Tracy made his professional debut on the night of January 1, 1923, when he stepped onstage at the Frazee Theatre and wordlessly decorated the third act of R.U.R., a fantasy of mechanized society whose title stood for “Rossum’s Universal Robots.” Within days, Pat had become a super as well: “Spence and I were two of the guys who just stood there in the play while some other guy cried out in stentorian tones, ‘We are the masters of the world.’ And then he said, ‘March,’ and that’s all we did.” After a few weeks, Tracy was given a line to read and his salary was raised to twenty dollars a week. “This was a definite step up to wealth,” said Pat. “It sure aided the exchequer.”

Baseball and theater entrepreneur Henry H. Frazee had assumed management of R.U.R. when it moved to his eponymous theater on Forty-second Street in November 1922, and he planned to tour it on the subway circuit after it had played itself out. There was, however, still life in the show when Frazee was forced to close on February 17, 1923, to make way for another play. With a $9,000 week in the till—the Frazee was a small house—R.U.R. began weeklong stands at theaters such as the Bronx Opera House and Teller’s Shubert, where popular prices and daily matinees enabled him to wring every last remaining dollar from the play. Cast changes were inevitable, and when Domis Plugge stepped away from his role as the first robot, Tracy moved up, garnering four lines and a twenty-five-dollar increase in salary. “Boy, I thought I was really hot stuff when I got that first raise,” he said. “I gave the doorman of the theater a dollar tip on the way out that night.
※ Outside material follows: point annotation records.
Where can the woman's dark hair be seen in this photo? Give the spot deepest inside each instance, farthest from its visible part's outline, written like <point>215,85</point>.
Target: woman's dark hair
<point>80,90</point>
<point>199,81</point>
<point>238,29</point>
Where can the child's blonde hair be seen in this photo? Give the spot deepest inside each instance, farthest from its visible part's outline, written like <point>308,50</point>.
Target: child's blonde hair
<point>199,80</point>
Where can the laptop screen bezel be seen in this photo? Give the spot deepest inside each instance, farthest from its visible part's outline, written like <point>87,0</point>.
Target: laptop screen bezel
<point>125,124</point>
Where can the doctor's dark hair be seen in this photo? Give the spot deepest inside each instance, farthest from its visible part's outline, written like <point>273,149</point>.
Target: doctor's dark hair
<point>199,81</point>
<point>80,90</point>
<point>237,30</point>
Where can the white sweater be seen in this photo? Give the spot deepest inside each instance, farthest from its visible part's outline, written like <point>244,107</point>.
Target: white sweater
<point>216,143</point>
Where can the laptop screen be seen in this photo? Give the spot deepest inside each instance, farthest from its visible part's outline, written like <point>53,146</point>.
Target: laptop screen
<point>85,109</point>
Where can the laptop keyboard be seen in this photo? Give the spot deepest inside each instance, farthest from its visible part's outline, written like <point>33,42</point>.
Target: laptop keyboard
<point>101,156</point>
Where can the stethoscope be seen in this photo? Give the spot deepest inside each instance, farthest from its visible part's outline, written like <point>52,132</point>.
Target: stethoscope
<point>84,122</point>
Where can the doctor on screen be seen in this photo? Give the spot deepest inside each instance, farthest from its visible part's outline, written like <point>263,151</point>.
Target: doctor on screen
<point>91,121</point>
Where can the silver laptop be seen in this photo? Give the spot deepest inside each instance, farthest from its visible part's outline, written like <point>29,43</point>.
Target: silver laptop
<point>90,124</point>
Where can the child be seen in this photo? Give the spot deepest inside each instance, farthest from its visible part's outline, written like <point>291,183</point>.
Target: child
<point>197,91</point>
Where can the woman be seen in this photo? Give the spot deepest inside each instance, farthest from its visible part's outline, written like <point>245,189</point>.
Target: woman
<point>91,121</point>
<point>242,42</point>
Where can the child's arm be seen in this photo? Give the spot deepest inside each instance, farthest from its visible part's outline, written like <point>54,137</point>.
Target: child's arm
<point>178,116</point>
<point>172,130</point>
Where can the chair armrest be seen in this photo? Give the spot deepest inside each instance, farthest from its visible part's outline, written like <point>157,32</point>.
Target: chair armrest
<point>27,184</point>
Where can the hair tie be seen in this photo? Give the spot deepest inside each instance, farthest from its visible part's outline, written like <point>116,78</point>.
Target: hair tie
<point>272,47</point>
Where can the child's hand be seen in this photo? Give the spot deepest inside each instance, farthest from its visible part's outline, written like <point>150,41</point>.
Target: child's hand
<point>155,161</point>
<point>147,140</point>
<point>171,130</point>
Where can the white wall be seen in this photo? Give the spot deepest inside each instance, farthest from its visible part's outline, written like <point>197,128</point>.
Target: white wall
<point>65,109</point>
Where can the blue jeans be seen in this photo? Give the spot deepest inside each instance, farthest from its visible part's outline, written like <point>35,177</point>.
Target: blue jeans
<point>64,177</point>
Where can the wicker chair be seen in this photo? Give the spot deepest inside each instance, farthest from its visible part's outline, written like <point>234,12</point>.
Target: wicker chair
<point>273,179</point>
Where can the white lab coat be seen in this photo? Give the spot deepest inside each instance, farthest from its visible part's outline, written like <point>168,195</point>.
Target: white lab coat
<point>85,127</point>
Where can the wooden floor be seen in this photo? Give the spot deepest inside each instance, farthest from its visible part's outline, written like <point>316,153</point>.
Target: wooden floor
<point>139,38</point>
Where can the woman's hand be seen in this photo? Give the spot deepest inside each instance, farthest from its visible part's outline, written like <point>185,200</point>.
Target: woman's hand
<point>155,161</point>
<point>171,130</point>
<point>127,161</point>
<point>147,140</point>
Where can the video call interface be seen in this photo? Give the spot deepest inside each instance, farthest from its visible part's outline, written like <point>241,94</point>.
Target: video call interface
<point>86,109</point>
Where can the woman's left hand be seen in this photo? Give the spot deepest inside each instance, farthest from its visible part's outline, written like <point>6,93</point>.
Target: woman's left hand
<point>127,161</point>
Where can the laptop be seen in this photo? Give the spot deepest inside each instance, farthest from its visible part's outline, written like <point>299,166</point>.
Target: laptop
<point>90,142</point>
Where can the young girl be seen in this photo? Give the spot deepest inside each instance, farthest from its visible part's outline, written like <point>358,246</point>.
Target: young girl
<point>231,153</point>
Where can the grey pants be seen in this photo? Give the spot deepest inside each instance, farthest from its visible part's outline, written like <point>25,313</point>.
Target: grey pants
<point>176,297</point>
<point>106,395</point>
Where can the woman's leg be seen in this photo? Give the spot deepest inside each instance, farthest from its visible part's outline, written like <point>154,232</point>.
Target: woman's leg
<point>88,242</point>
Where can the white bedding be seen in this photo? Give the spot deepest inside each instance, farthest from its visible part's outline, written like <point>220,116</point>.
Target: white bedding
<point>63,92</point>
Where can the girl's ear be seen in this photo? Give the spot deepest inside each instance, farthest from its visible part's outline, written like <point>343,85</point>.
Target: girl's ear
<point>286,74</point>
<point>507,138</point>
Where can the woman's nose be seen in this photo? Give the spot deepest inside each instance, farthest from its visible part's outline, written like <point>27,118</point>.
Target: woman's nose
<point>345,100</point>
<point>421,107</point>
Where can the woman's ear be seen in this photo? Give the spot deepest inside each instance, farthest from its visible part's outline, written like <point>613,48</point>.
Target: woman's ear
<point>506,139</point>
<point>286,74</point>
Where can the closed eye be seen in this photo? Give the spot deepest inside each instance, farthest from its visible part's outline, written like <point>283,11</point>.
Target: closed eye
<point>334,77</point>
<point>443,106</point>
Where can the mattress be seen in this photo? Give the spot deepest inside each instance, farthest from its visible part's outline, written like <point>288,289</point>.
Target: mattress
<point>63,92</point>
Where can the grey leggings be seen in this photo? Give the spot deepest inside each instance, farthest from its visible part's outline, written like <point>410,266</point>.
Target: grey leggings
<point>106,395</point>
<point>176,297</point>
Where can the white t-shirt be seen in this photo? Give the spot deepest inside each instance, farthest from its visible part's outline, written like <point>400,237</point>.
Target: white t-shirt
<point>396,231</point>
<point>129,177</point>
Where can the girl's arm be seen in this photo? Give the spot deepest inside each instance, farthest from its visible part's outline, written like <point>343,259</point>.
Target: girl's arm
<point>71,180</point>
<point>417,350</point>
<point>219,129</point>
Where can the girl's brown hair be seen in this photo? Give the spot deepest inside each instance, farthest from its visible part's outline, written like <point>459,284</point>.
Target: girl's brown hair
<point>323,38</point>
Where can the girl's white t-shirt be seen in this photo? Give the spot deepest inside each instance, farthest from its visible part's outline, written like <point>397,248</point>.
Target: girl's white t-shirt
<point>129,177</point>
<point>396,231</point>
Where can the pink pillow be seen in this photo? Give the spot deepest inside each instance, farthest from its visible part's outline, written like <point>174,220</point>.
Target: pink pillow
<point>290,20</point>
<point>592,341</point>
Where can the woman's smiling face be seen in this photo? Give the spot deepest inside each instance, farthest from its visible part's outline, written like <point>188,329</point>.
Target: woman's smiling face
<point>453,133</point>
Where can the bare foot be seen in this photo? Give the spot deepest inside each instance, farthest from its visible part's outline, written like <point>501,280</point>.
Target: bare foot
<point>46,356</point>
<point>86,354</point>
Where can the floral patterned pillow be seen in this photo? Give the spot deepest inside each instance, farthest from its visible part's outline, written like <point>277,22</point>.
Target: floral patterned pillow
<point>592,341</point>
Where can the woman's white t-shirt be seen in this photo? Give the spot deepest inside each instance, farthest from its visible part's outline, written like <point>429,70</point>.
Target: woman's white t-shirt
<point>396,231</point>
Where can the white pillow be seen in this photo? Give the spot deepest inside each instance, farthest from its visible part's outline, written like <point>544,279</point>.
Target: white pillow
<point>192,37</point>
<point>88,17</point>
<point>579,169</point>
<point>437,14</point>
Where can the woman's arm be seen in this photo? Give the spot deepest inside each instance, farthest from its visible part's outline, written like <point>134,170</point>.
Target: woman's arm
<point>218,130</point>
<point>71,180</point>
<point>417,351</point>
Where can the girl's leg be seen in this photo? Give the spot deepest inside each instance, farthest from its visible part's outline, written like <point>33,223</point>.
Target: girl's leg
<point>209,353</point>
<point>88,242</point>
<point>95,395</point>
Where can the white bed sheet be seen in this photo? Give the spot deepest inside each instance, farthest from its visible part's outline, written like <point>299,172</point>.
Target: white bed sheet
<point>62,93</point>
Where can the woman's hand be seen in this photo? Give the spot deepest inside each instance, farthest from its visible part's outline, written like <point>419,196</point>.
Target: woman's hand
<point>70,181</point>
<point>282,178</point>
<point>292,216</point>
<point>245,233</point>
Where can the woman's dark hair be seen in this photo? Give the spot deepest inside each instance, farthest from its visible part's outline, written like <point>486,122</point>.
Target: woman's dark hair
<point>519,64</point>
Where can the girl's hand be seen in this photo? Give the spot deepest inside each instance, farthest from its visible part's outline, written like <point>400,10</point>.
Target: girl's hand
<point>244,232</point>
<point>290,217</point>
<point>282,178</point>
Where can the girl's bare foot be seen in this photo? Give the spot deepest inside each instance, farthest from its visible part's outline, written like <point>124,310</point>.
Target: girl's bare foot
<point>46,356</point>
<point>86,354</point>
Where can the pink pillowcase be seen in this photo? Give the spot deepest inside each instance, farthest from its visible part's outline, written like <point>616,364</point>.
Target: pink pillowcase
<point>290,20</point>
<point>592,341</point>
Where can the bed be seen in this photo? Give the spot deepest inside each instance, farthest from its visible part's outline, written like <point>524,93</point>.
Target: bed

Many times later I wished I could get my hands on it.”

Graduation portrait, American Academy of Dramatic Arts. (AADA)

There was a matinee in Queens to play the day the academy’s graduation exercises took place, and Tracy regretfully missed the experience of having his diploma personally handed him by Franklin Sargent. The scholarship Sargent had arranged for Tracy had brought a young man from promising amateur to trained professional, someone who was now prepared to earn a shaky living on the stage and who, with time, luck, and development, might one day become a star. Some forty years later, when asked to sum up what the AADA had done for him, Tracy responded with the following: “I shall always be grateful to the American Academy for what I was taught there—by Mr. Jehlinger and the other teachers—the value of sincerity and simplicity, unembellished and unintellectualized.”

Pat O’Brien was still at the academy, the junior course having another month yet to run, when Spence began scanning the papers on a daily basis. R.U.R. was a job, but it was hardly acting, and Tracy needed to consider his next move. Time and again he had been told the best education for a young actor was to land a spot in a stock company, mastering a play a week and acting all manner of roles. It was demanding, unforgiving, lowly paid work, but those who could do it and flourish and eventually rise above it were literally ready for anything. March was early for summer companies, which usually got under way in June, but the trades were carrying items about a new company going into White Plains, a mere thirty miles outside of New York City, where the long-shuttered Palace Theatre had been taken by Leonard Wood, son of the famous general. As R.U.R. began its last week on the subway circuit, Tracy took the bold step of wiring the new manager—collect.

“I will always have a soft spot in my heart for Leonard Wood, Jr.,” he later said. “He is the only man I ever knew who would answer a collect telegram, and one asking for a job at that. He wired me back to report at White Plains, New York, and started me at $20.”


1 Clemens E. “Foam” Lueck was the college bandmaster.

2 Tracy, headstrong, went his own way when Boody’s admonitions failed to suit him. “He never used make-up,” Ken Edgers remembered, “because of the deep lines in his forehead, even at 20. Also, his eyebrows did not seem to be in the right place for eyebrow accent.”

3 The moving picture version of The Truth was filmed in 1920 by Samuel Goldwyn. Madge Kennedy played the part of Becky Warder and Tom Carrigan played Tom.